- 12-15 small potatoes, washed & cleaned
- 1 Tbsp Olive oil to drizzle
- 1 tsp McCormick steak seasoning(It is Vegan and Vegetarian friendly)
- 1/4 cup diced onion
- 1/4 cup diced tomato
- 1/2 cup Plain yogurt or vegan yogurt, whisk it until smooth in texture
- 1/4 cup Cilantro Mint Chutney
- 3 tbsp Date-tamarind Chutney
- 2 to 3 tbsp Sev or any other gluten-free crumbs of chips
- A handful of freshly chopped Cilantro
Preheat the oven to 450˚F.
Boil the potatoes in an instant pot with salt. Small potato cook within 8 minutes in an instant pot on high-pressure cook setting. If using a pot to boil the potatoes, it can take up to 25 to 30 minutes for small size potatoes. Prick them with a fork to check if they are soft from inside. Cook for an extra 4 to 5 minutes if it still feels hard. Drain the water out and pat dry the potatoes. Line the baking sheet with parchment paper. Line the potatoes 2 inches apart on a sheet.

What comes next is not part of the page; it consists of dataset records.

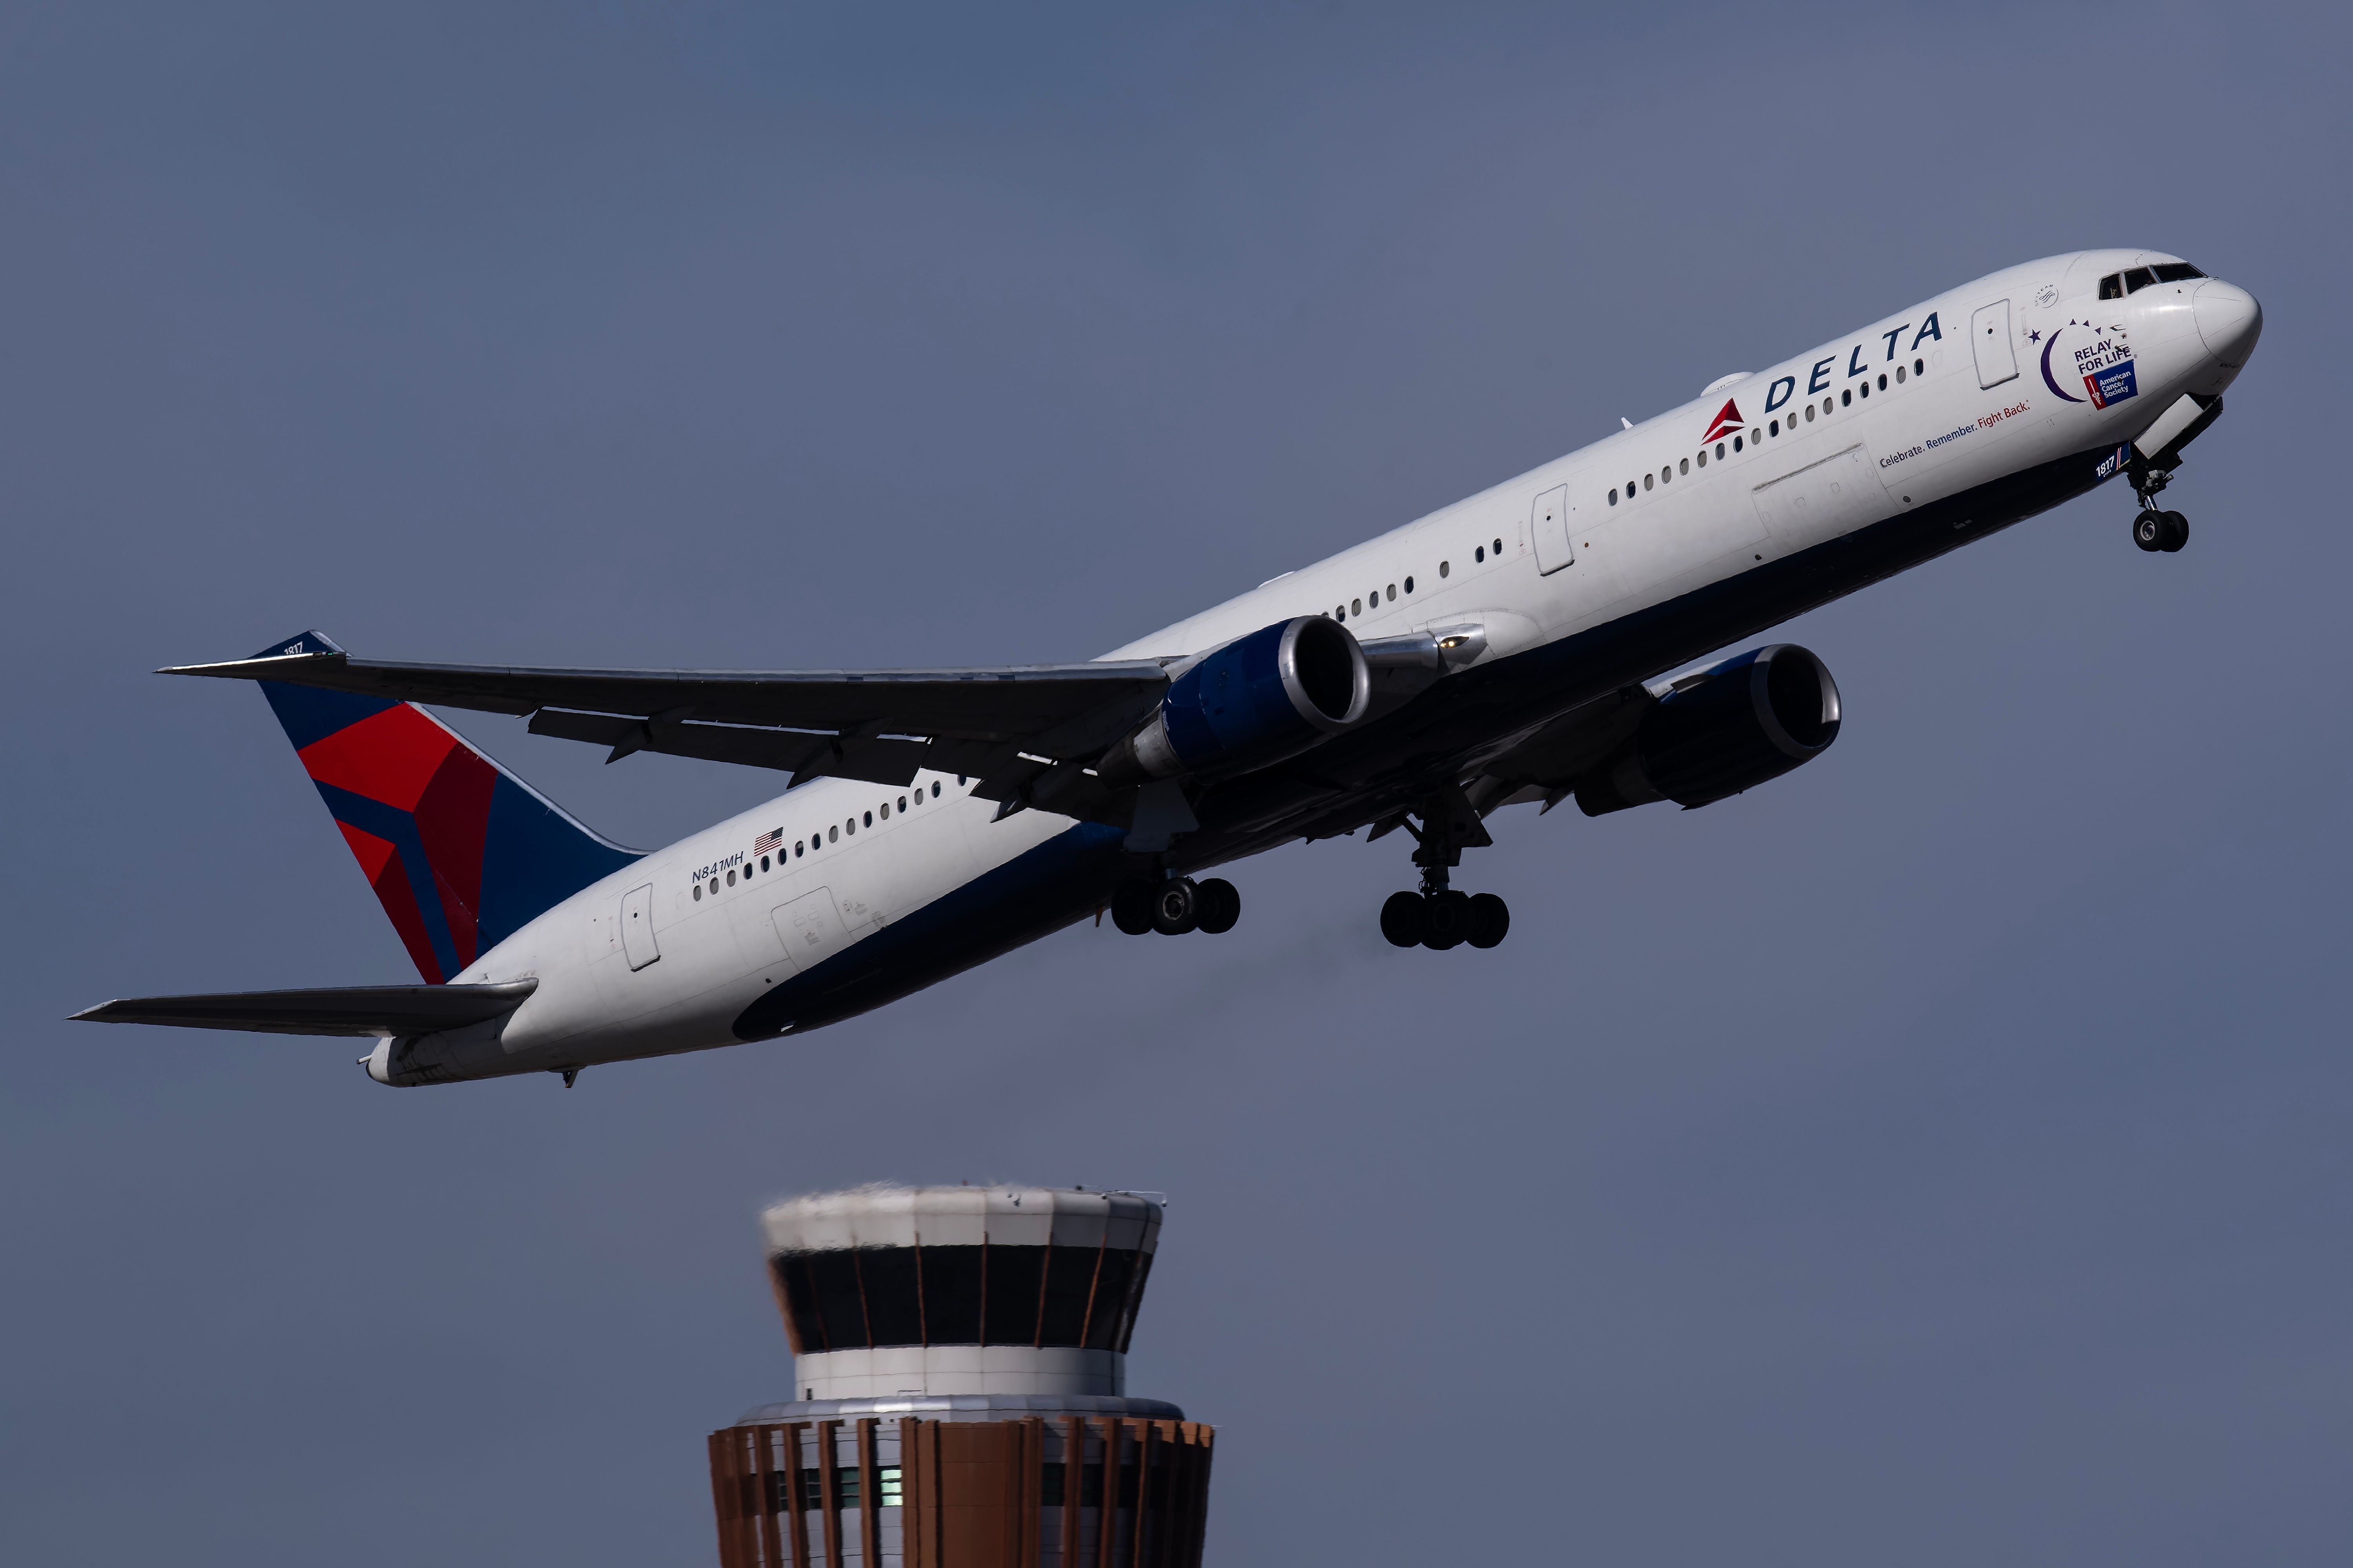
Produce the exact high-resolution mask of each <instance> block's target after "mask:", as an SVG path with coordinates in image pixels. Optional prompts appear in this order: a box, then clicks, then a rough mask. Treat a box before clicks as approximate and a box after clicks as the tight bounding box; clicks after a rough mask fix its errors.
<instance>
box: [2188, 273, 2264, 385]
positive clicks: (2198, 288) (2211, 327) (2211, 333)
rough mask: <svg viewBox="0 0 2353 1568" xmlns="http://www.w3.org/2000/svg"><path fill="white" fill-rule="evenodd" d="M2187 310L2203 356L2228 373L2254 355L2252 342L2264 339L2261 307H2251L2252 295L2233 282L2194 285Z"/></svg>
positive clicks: (2219, 282) (2252, 300)
mask: <svg viewBox="0 0 2353 1568" xmlns="http://www.w3.org/2000/svg"><path fill="white" fill-rule="evenodd" d="M2191 311H2193V315H2195V318H2198V339H2200V341H2202V344H2205V346H2207V353H2212V356H2214V358H2217V360H2221V363H2224V365H2228V367H2231V370H2238V367H2240V365H2245V363H2247V356H2249V353H2254V339H2259V337H2264V306H2259V304H2254V294H2249V292H2247V290H2242V287H2238V285H2235V283H2224V280H2221V278H2207V280H2205V283H2200V285H2198V294H2195V297H2193V299H2191Z"/></svg>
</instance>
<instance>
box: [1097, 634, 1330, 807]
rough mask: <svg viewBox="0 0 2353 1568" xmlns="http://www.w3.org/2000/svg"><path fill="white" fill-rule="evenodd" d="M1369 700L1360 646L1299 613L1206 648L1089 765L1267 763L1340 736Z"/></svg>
mask: <svg viewBox="0 0 2353 1568" xmlns="http://www.w3.org/2000/svg"><path fill="white" fill-rule="evenodd" d="M1369 706H1372V666H1369V664H1365V650H1362V647H1360V645H1358V640H1355V638H1353V636H1351V633H1348V629H1346V626H1341V624H1339V622H1332V619H1325V617H1320V614H1301V617H1297V619H1289V622H1275V624H1273V626H1266V629H1261V631H1252V633H1249V636H1247V638H1235V640H1233V643H1226V645H1224V647H1219V650H1217V652H1212V655H1205V657H1202V659H1200V662H1195V664H1193V669H1188V671H1186V673H1181V676H1176V680H1174V685H1169V692H1167V697H1162V699H1160V711H1158V713H1153V718H1151V723H1146V725H1144V727H1141V730H1136V732H1134V735H1129V737H1127V739H1122V742H1120V744H1118V746H1113V749H1111V751H1108V753H1104V760H1101V763H1096V768H1094V770H1096V775H1101V777H1104V779H1111V782H1122V779H1139V777H1144V779H1172V777H1176V775H1198V772H1242V770H1247V768H1266V765H1268V763H1280V760H1282V758H1287V756H1297V753H1301V751H1306V749H1308V746H1313V744H1315V742H1320V739H1325V737H1329V735H1339V732H1341V730H1346V727H1348V725H1353V723H1358V720H1360V718H1365V711H1367V709H1369Z"/></svg>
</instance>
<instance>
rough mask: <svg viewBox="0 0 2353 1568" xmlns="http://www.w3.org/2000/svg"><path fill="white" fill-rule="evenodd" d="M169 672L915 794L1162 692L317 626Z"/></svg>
mask: <svg viewBox="0 0 2353 1568" xmlns="http://www.w3.org/2000/svg"><path fill="white" fill-rule="evenodd" d="M158 673H165V676H219V678H231V680H282V683H287V685H311V687H322V690H329V692H353V695H360V697H384V699H393V702H424V704H435V706H449V709H480V711H487V713H529V716H532V725H529V727H532V735H555V737H562V739H579V742H593V744H600V746H612V753H609V756H607V758H605V760H609V763H612V760H619V758H624V756H628V753H633V751H666V753H671V756H694V758H706V760H713V763H746V765H753V768H776V770H781V772H791V775H793V782H795V784H800V782H802V779H814V777H826V775H831V777H845V779H866V782H871V784H894V786H906V784H908V782H911V779H913V777H915V770H918V768H932V770H936V772H962V775H974V777H979V779H981V793H984V796H988V798H1012V796H1009V793H1005V791H1019V786H1021V784H1026V782H1028V779H1033V777H1035V775H1038V772H1040V770H1042V768H1049V765H1054V763H1082V760H1092V758H1096V756H1101V751H1104V749H1106V746H1111V744H1113V742H1115V739H1120V737H1122V735H1127V732H1129V730H1132V727H1134V725H1136V723H1141V720H1144V716H1146V713H1151V709H1153V706H1155V704H1158V702H1160V697H1162V695H1165V692H1167V683H1169V678H1167V671H1165V669H1162V666H1160V664H1158V662H1153V659H1129V662H1115V664H1108V662H1106V664H1009V666H998V669H873V671H708V669H527V666H501V664H409V662H398V659H355V657H351V655H348V652H344V650H341V647H336V645H334V643H332V640H329V638H325V636H322V633H318V631H311V633H304V636H299V638H294V640H292V643H287V645H285V647H280V650H273V652H271V655H264V657H256V659H233V662H228V664H181V666H172V669H165V671H158Z"/></svg>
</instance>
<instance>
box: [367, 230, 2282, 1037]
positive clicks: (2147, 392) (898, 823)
mask: <svg viewBox="0 0 2353 1568" xmlns="http://www.w3.org/2000/svg"><path fill="white" fill-rule="evenodd" d="M2167 261H2172V257H2160V254H2155V252H2125V250H2118V252H2080V254H2068V257H2054V259H2045V261H2033V264H2026V266H2014V268H2007V271H2000V273H1993V275H1988V278H1979V280H1977V283H1969V285H1965V287H1958V290H1951V292H1946V294H1939V297H1934V299H1925V301H1920V304H1915V306H1908V308H1904V311H1894V313H1889V315H1885V318H1880V320H1875V323H1871V325H1866V327H1861V330H1857V332H1849V334H1840V337H1835V339H1831V341H1826V344H1821V346H1817V348H1809V351H1807V353H1800V356H1795V358H1791V360H1786V363H1781V365H1774V367H1769V370H1762V372H1755V374H1746V377H1739V379H1729V381H1725V384H1718V386H1711V388H1708V391H1706V393H1704V396H1699V398H1694V400H1692V403H1685V405H1682V407H1673V410H1668V412H1664V414H1657V417H1654V419H1647V421H1642V424H1638V426H1631V428H1626V431H1619V433H1614V436H1609V438H1605V440H1600V443H1593V445H1588V447H1581V450H1577V452H1569V454H1565V457H1558V459H1553V461H1548V464H1544V466H1539V469H1534V471H1529V473H1522V476H1518V478H1513V480H1506V483H1501V485H1494V487H1492V490H1482V492H1480V494H1473V497H1468V499H1464V501H1457V504H1454V506H1447V509H1442V511H1435V513H1431V516H1426V518H1419V520H1414V523H1407V525H1405V527H1398V530H1393V532H1386V534H1381V537H1377V539H1369V542H1365V544H1358V546H1353V549H1348V551H1341V553H1339V556H1332V558H1327V560H1320V563H1315V565H1308V567H1301V570H1297V572H1287V574H1285V577H1278V579H1275V582H1268V584H1264V586H1259V589H1254V591H1249V593H1242V596H1238V598H1231V600H1226V603H1221V605H1217V607H1212V610H1205V612H1200V614H1195V617H1191V619H1184V622H1176V624H1174V626H1165V629H1160V631H1155V633H1151V636H1144V638H1136V640H1134V643H1129V645H1127V647H1120V650H1113V652H1111V655H1106V657H1122V659H1136V657H1160V659H1167V657H1191V655H1200V652H1205V650H1212V647H1219V645H1224V643H1231V640H1233V638H1240V636H1245V633H1252V631H1257V629H1261V626H1268V624H1273V622H1280V619H1285V617H1299V614H1325V617H1337V619H1341V622H1344V624H1346V629H1348V631H1351V633H1355V636H1358V638H1360V640H1374V638H1393V636H1402V633H1412V631H1424V629H1447V626H1478V629H1480V633H1482V636H1485V647H1482V650H1480V652H1478V655H1475V659H1471V662H1468V664H1466V666H1464V669H1459V671H1452V673H1449V676H1447V678H1445V683H1442V687H1447V690H1449V697H1447V702H1435V704H1433V702H1414V704H1405V706H1402V709H1398V711H1395V713H1386V716H1377V718H1372V720H1367V723H1365V725H1360V727H1355V730H1351V732H1346V735H1339V737H1334V739H1329V742H1325V744H1322V746H1320V749H1318V751H1313V753H1311V758H1325V756H1327V753H1329V765H1327V770H1325V775H1322V779H1320V784H1318V786H1313V789H1311V784H1301V782H1299V777H1297V770H1289V772H1285V777H1282V779H1261V782H1254V779H1249V777H1245V779H1238V782H1233V784H1228V786H1224V791H1221V793H1217V791H1212V796H1209V798H1205V800H1202V803H1200V831H1195V833H1186V836H1181V838H1176V843H1174V845H1172V850H1169V852H1167V855H1165V864H1167V866H1169V869H1172V871H1174V873H1184V871H1193V869H1200V866H1207V864H1219V862H1231V859H1235V857H1240V855H1252V852H1259V850H1264V848H1273V845H1275V843H1285V841H1292V838H1301V836H1325V833H1341V831H1353V829H1355V826H1362V824H1367V822H1372V819H1374V817H1377V815H1381V812H1384V810H1391V805H1393V800H1398V798H1402V796H1405V791H1412V789H1419V786H1421V782H1426V779H1431V777H1435V775H1431V768H1438V770H1440V772H1442V775H1445V777H1447V779H1457V777H1468V775H1473V772H1478V768H1480V763H1482V760H1485V758H1492V756H1499V753H1504V751H1508V749H1511V746H1513V744H1518V742H1522V739H1525V737H1529V735H1532V732H1534V730H1539V727H1541V725H1546V723H1551V720H1555V718H1560V716H1562V713H1567V711H1572V709H1577V706H1579V704H1586V702H1595V699H1600V697H1607V695H1609V692H1614V690H1621V687H1628V685H1633V683H1645V680H1654V678H1659V676H1661V673H1668V671H1673V669H1678V666H1685V664H1692V662H1694V659H1701V657H1704V655H1708V652H1713V650H1720V647H1727V645H1732V643H1734V640H1739V638H1748V636H1755V633H1758V631H1762V629H1767V626H1772V624H1777V622H1784V619H1788V617H1793V614H1800V612H1805V610H1809V607H1814V605H1821V603H1826V600H1831V598H1838V596H1842V593H1849V591H1854V589H1859V586H1864V584H1868V582H1875V579H1880V577H1887V574H1892V572H1899V570H1906V567H1911V565H1918V563H1922V560H1929V558H1934V556H1939V553H1944V551H1948V549H1955V546H1960V544H1967V542H1974V539H1979V537H1984V534H1988V532H1993V530H1998V527H2007V525H2009V523H2017V520H2021V518H2026V516H2033V513H2038V511H2045V509H2049V506H2057V504H2059V501H2064V499H2068V497H2075V494H2082V492H2087V490H2092V487H2094V485H2099V483H2104V480H2106V478H2113V476H2115V473H2118V471H2120V469H2122V466H2125V464H2122V459H2127V457H2129V452H2125V450H2127V447H2129V445H2132V443H2134V440H2137V438H2141V436H2144V433H2148V428H2151V424H2155V421H2158V419H2160V417H2167V412H2169V410H2179V407H2181V400H2184V398H2186V396H2195V398H2200V400H2212V398H2219V396H2221V391H2224V388H2226V386H2228V384H2231V379H2233V377H2235V374H2238V370H2240V365H2242V363H2245V358H2247V351H2252V344H2254V337H2257V332H2259V325H2261V313H2259V311H2257V306H2254V301H2252V297H2247V294H2245V292H2242V290H2238V287H2233V285H2228V283H2219V280H2205V278H2188V280H2179V283H2158V285H2148V287H2137V290H2134V292H2132V294H2127V297H2113V299H2101V297H2099V285H2101V280H2104V278H2108V275H2118V273H2122V271H2127V268H2141V266H2153V264H2167ZM1428 758H1435V763H1433V760H1428ZM1318 765H1320V768H1322V763H1318ZM1407 775H1409V777H1407ZM967 789H969V784H967V782H965V779H958V777H955V775H936V772H920V775H918V777H915V782H913V784H911V786H904V789H889V786H878V784H861V782H849V779H816V782H809V784H805V786H800V789H791V791H786V793H781V796H776V798H774V800H769V803H767V805H760V808H755V810H748V812H741V815H736V817H729V819H727V822H718V824H713V826H708V829H704V831H699V833H692V836H687V838H682V841H678V843H673V845H668V848H664V850H656V852H652V855H647V857H642V859H638V862H635V864H628V866H626V869H621V871H616V873H612V876H607V878H602V881H598V883H593V885H588V888H584V890H581V892H576V895H572V897H569V899H565V902H560V904H555V906H553V909H548V911H546V913H541V916H539V918H534V921H529V923H527V925H522V928H520V930H518V932H515V935H511V937H508V939H506V942H501V944H496V946H494V949H492V951H487V954H482V956H480V958H478V961H475V963H471V965H466V970H464V972H461V975H452V979H456V982H508V979H536V982H539V986H536V991H534V994H532V996H529V1001H525V1003H522V1005H520V1010H515V1012H513V1015H511V1017H506V1019H496V1022H492V1024H475V1026H471V1029H459V1031H447V1034H435V1036H414V1038H402V1041H386V1043H381V1045H379V1048H376V1052H374V1057H369V1074H372V1076H376V1078H379V1081H384V1083H438V1081H454V1078H482V1076H501V1074H515V1071H565V1069H576V1067H588V1064H600V1062H616V1059H631V1057H654V1055H671V1052H682V1050H701V1048H711V1045H732V1043H739V1041H751V1038H774V1036H779V1034H795V1031H807V1029H814V1026H821V1024H826V1022H835V1019H840V1017H849V1015H854V1012H864V1010H871V1008H875V1005H882V1003H887V1001H892V998H896V996H906V994H908V991H915V989H920V986H927V984H932V982H936V979H944V977H946V975H953V972H958V970H965V968H972V965H974V963H984V961H986V958H991V956H995V954H1002V951H1007V949H1012V946H1019V944H1024V942H1031V939H1038V937H1042V935H1047V932H1052V930H1059V928H1064V925H1071V923H1075V921H1082V918H1087V916H1092V913H1099V911H1101V909H1104V904H1106V899H1108V892H1111V885H1113V878H1115V876H1118V866H1120V864H1122V831H1120V829H1113V826H1099V824H1089V822H1075V819H1071V817H1056V815H1052V812H1047V810H1019V812H1012V815H1000V808H998V803H993V800H979V798H972V796H969V793H967ZM1318 789H1320V793H1318ZM762 836H767V838H769V843H765V845H762V843H760V841H762Z"/></svg>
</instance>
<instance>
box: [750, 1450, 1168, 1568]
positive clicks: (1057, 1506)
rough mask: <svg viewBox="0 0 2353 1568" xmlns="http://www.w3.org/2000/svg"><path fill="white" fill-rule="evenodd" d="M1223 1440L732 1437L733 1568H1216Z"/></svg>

With the help of a glass gently flatten the potatoes from top without breaking.
Drizzle the tops with olive oil and sprinkle the seasoning. Bake at 450˚F for 15 min. Flip each potato and drizzle them with olive oil. Bake another 15 min or until the skin is golden and crispy. Take the potatoes out of the oven and let it cool down for at least 15 to 20 minutes before drizzling yogurt, chutney, and other toppings.